Tour por Corea del Sur – nuestro itinerario y consejos de viaje
Nuestro viaje por Corea del Sur fue, ante todo, un medio para alcanzar un fin; con este recorrido adicional, pudimos solicitar un visado de doble entrada para el viaje previsto a China, que nos da derecho a dos entradas a China hasta seis meses después de la fecha de expedición del visado. Al solicitar el visado normal de entrada única a China, hay un plazo de tres meses, que no pudimos cumplir debido a la fecha de salida del gran viaje. Como Corea del Sur ya me atraía como destino de viaje de todos modos, este era el destino perfecto para cumplir con los requisitos del visado.
Subí al avión en Shanghái sin grandes expectativas ni preparativos para hacer turismo. ¡Y eso estuvo bien!

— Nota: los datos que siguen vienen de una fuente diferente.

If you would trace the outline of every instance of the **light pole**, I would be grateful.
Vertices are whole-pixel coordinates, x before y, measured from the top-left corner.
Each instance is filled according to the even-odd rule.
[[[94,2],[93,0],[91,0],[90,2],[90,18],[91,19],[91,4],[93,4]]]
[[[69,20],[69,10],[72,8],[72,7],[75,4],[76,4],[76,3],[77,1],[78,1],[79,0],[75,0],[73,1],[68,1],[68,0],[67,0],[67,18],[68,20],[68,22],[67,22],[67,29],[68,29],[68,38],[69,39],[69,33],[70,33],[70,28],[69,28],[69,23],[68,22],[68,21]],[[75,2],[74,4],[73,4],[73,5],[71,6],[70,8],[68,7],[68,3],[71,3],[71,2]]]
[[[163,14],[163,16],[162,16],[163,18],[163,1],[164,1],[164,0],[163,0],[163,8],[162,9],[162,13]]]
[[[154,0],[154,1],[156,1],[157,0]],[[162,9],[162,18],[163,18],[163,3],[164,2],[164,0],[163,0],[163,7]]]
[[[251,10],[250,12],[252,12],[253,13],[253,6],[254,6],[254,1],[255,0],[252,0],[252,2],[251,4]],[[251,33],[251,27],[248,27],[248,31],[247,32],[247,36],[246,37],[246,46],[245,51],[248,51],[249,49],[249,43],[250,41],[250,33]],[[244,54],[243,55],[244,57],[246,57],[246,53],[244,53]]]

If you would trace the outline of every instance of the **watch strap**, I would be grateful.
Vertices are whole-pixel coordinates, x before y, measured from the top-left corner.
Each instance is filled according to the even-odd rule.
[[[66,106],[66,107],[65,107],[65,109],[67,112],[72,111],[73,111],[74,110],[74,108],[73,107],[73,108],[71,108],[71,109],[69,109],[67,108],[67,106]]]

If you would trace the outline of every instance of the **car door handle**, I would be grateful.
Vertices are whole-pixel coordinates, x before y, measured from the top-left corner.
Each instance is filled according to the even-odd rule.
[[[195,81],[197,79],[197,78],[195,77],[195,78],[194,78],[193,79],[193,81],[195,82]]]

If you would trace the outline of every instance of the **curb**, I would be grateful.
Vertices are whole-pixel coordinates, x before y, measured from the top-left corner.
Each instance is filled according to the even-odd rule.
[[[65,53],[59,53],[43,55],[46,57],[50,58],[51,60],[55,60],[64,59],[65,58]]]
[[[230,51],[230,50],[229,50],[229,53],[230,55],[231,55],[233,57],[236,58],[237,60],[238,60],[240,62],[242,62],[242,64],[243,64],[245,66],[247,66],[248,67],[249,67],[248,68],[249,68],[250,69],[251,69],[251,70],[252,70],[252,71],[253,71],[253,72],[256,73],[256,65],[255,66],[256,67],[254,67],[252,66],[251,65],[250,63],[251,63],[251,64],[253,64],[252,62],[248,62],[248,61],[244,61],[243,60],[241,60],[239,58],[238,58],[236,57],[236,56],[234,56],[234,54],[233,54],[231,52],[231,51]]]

Así, Corea del Sur pudo sorprenderme. Y lo consiguió. La comida, la infraestructura y los lugares de interés cultural: una mezcla colorida y desenfadada.
Ruta circular por Corea del Sur: resumen de nuestro itinerario de una semana
Si no hubiéramos tenido la obligación de entrar dos veces en China, probablemente habríamos viajado desde Japón en ferry hasta la ciudad portuaria surcoreana de Busan. Así que el viaje desde Kagoshima nos llevó primero a Shanghái durante tres días y, desde allí, en un vuelo de China Southern a Seúl Incheon, el aeropuerto internacional más grande del país. El nombre oficial de Corea del Sur es «República de Corea» y, localmente, es común decir simplemente «Corea». En este artículo utilizo el término «Corea del Sur», que es el habitual en nuestro país, para no generar confusión con Corea del Norte.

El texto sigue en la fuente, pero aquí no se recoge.